The biggest frustration for firms is what McGowan calls data wrangling – collecting documents from clients, such as W2s or trial balances, and inputting them into the system. McGowan foresees firms improving efficiency by moving beyond traditional Optical Character Recognition (OCR), which involves converting scanned tax documents into a machine-readable format, to the more accurate and advanced data extraction of Intelligent Document Processing (IDP).
Automating tax and audit processes can lead to improved retention as well. “These people do not want to come out of college and be mapping trial balances, that’s just not what they want to be doing. They want to be advisors to their clients.”

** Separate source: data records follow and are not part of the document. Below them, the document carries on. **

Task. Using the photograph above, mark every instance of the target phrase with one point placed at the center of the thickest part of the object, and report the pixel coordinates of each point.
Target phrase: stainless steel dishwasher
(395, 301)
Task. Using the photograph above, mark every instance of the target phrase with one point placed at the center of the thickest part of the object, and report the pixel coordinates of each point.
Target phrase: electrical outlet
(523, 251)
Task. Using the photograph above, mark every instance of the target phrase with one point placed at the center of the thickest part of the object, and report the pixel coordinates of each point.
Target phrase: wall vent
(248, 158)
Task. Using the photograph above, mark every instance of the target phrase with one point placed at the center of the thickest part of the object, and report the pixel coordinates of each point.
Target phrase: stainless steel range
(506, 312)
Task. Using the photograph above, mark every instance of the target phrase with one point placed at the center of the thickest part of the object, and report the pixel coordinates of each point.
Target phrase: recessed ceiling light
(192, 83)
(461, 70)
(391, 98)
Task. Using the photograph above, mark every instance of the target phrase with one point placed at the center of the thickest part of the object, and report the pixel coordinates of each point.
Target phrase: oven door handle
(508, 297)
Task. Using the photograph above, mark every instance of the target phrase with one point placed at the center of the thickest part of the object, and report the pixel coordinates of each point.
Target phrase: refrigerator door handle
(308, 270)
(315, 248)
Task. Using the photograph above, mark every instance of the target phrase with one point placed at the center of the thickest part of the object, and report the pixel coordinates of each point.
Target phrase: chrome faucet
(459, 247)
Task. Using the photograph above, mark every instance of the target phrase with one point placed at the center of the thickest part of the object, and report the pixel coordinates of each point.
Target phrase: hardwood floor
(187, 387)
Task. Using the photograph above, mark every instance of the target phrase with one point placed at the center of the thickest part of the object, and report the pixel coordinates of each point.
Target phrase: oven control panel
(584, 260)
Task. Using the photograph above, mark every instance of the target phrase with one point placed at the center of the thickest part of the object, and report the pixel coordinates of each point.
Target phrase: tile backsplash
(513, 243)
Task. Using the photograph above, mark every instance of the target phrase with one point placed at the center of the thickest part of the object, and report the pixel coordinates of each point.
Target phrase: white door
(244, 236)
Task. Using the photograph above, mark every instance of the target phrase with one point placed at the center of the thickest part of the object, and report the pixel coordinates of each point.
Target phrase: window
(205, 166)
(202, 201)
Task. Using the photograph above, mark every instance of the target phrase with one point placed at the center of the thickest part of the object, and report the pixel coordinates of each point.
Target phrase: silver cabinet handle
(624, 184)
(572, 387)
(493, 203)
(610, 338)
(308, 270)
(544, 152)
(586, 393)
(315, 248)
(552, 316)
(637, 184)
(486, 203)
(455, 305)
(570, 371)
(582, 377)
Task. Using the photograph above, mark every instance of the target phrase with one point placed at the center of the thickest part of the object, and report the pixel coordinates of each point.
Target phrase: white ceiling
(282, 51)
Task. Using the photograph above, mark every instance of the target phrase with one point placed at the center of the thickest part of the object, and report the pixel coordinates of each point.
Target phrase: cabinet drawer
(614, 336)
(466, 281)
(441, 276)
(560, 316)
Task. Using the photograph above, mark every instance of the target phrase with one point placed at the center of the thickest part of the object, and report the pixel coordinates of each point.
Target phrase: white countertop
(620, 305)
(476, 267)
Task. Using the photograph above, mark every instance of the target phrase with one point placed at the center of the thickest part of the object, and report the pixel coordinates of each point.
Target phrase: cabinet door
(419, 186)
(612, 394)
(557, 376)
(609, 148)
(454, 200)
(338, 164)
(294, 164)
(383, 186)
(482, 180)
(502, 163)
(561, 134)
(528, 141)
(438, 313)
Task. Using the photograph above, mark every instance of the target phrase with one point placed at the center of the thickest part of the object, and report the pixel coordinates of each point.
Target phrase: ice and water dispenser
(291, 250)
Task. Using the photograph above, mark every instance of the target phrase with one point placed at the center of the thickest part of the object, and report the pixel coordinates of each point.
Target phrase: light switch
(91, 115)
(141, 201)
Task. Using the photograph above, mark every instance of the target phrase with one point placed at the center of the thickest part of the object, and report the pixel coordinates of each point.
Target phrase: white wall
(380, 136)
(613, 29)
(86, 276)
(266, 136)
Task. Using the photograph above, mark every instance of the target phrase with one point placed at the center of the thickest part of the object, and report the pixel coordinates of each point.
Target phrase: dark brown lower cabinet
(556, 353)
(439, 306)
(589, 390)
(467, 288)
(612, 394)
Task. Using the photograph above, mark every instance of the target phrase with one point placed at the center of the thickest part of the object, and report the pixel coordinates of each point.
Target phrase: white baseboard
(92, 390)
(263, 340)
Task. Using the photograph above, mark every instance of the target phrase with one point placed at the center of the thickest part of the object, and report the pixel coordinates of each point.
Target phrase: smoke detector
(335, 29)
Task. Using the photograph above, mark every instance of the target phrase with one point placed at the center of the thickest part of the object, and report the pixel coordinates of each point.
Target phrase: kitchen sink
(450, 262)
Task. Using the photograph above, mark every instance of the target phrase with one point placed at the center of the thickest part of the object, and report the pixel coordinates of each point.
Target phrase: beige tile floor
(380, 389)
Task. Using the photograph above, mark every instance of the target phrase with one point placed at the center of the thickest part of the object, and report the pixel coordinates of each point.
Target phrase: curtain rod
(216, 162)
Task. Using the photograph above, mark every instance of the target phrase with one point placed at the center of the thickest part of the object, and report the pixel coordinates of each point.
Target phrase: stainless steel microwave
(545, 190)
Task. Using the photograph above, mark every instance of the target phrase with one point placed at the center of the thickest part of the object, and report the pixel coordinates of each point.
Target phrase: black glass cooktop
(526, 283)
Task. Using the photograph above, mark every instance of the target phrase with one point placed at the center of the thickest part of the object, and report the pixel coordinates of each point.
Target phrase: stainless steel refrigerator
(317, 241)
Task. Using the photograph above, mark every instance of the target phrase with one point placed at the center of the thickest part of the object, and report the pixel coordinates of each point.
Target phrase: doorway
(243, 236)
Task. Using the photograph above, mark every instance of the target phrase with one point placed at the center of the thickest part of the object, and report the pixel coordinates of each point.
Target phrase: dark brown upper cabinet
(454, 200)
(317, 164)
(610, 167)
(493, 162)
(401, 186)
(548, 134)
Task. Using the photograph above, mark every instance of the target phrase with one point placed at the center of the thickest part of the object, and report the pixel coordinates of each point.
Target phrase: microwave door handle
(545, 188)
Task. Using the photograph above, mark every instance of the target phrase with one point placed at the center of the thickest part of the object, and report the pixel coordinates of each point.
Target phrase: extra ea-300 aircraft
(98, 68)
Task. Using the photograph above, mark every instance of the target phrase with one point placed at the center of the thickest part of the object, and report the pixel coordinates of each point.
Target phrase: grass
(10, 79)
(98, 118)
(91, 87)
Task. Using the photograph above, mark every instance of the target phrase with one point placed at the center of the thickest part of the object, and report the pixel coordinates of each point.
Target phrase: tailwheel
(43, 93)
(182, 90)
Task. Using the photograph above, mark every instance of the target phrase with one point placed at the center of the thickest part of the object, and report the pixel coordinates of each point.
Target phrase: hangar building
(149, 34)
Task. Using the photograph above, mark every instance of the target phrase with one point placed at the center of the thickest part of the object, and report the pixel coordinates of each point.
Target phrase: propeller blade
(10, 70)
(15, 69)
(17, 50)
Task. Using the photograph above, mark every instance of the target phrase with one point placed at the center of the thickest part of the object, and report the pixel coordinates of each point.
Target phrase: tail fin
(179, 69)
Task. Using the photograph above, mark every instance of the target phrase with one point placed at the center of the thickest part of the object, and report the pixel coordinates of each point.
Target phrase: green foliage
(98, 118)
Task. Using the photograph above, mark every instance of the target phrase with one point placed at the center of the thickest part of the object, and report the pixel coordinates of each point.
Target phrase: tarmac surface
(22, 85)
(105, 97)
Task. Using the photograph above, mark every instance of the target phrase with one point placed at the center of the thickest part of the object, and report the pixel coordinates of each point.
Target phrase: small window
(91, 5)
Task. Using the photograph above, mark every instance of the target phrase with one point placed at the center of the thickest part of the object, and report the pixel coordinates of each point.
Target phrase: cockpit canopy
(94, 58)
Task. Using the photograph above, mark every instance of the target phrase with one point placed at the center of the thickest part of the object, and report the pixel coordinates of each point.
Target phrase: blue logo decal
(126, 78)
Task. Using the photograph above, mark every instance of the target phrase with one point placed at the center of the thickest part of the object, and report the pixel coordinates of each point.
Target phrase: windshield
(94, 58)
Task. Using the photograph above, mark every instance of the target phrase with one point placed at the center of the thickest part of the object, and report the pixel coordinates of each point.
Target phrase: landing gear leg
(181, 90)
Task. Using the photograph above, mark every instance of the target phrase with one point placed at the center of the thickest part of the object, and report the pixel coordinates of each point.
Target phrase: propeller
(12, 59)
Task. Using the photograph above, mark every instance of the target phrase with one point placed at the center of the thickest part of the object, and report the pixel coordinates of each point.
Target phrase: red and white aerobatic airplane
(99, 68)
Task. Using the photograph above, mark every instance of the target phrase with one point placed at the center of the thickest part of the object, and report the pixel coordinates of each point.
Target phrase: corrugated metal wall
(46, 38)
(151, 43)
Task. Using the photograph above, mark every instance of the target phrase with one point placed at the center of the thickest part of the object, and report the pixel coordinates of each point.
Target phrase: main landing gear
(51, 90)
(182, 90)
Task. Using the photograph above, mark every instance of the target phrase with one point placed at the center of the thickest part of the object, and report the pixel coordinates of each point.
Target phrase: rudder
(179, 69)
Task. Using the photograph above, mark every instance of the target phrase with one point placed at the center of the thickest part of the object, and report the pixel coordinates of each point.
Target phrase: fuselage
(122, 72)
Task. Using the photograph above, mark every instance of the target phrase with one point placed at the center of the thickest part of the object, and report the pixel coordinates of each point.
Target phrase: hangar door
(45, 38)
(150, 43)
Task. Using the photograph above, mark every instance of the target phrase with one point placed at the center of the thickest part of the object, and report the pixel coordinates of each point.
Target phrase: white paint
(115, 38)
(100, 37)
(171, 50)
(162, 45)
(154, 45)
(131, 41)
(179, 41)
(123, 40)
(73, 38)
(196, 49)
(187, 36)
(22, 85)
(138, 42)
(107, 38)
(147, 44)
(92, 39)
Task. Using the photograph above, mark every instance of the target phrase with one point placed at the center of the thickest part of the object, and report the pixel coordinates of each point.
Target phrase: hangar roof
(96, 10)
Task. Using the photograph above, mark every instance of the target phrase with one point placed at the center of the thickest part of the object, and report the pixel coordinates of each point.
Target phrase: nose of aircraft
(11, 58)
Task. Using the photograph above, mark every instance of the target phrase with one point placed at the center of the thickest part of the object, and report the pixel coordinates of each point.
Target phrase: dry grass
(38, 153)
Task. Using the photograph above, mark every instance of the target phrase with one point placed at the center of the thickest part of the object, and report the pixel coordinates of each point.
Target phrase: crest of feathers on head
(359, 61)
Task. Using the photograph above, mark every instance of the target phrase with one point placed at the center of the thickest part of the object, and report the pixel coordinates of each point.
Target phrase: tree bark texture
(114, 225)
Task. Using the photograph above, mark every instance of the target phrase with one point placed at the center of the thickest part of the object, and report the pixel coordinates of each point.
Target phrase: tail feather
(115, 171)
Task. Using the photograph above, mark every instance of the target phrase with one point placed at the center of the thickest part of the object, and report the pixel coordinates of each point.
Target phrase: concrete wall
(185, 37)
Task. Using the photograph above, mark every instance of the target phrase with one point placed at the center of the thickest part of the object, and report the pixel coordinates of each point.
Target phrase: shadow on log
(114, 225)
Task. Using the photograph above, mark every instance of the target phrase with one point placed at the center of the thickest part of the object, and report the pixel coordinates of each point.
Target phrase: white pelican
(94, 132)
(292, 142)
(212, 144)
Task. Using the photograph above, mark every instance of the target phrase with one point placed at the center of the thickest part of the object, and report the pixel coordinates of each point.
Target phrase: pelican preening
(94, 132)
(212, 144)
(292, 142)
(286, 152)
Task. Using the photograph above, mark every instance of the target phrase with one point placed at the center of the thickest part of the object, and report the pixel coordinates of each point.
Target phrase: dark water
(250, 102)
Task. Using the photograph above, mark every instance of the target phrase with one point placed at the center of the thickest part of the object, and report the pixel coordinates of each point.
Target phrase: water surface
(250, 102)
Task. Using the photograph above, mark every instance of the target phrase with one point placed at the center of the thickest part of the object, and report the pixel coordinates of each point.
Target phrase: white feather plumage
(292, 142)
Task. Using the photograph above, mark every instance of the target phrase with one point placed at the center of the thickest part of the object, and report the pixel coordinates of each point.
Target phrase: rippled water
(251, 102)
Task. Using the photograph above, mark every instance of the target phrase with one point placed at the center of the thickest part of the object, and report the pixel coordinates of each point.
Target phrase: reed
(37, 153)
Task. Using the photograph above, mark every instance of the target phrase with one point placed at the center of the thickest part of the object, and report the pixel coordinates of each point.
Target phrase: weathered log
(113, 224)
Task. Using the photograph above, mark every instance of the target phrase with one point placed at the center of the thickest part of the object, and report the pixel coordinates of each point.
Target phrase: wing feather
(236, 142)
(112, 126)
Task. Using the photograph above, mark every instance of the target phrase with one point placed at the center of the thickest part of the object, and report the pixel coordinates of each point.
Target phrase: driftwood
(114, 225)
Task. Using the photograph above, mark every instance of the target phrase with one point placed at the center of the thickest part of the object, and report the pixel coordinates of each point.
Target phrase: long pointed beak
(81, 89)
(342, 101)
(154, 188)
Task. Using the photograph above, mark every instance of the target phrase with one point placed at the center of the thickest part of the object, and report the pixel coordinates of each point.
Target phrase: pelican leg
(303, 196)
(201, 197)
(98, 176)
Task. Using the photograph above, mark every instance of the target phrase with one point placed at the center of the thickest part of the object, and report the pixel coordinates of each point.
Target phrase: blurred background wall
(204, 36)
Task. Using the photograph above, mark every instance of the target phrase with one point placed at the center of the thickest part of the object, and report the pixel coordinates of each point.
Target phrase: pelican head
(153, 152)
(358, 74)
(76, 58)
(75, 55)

He adds, “We’ve had some firms tell us that people have gotten so frustrated that they’ve quit the firm. They’re not quitting and going to another firm, they’re quitting the industry – that’s how acute the problem is.”
Another promise of generative AI for firms is the prospect of making themselves more accessible to clients. He notes that firms can have four or five portals or systems for clients to input data or interact with the firm, yet they’d prefer “a single pane of glass” into their information. It’s also attractive to employees, who won’t have to navigate 10 applications, 10 windows on their screen and four monitors to do their jobs, he says.
HubSync is working on incorporating natural language processing into its platform so that users can type a question into a dashboard such as, “Show me what my tax liability is going to be next year?” The dashboard would provide user-friendly information and visuals.
Still, McGowan does not believe AI tools will end up pushing tax or audit professionals out of their jobs. “Humans are still going to need to be involved to validate. At this stage you’re not going to have a tax return that will be automatically prepared.” Even with large language models you still need humans in the loop, he says, but there’s still a big opportunity to take hours out of the equation with AI.
“Down the road I am extremely bullish on search, document management, analytics, data wrangling … all of these areas are huge pain points in the industry. I think you’re going to continue to see things evolve and accelerate in a significant way, and firms are going to be able to utilize this technology to really just change the digital interaction with the client, be more effective and help with the talent situation.”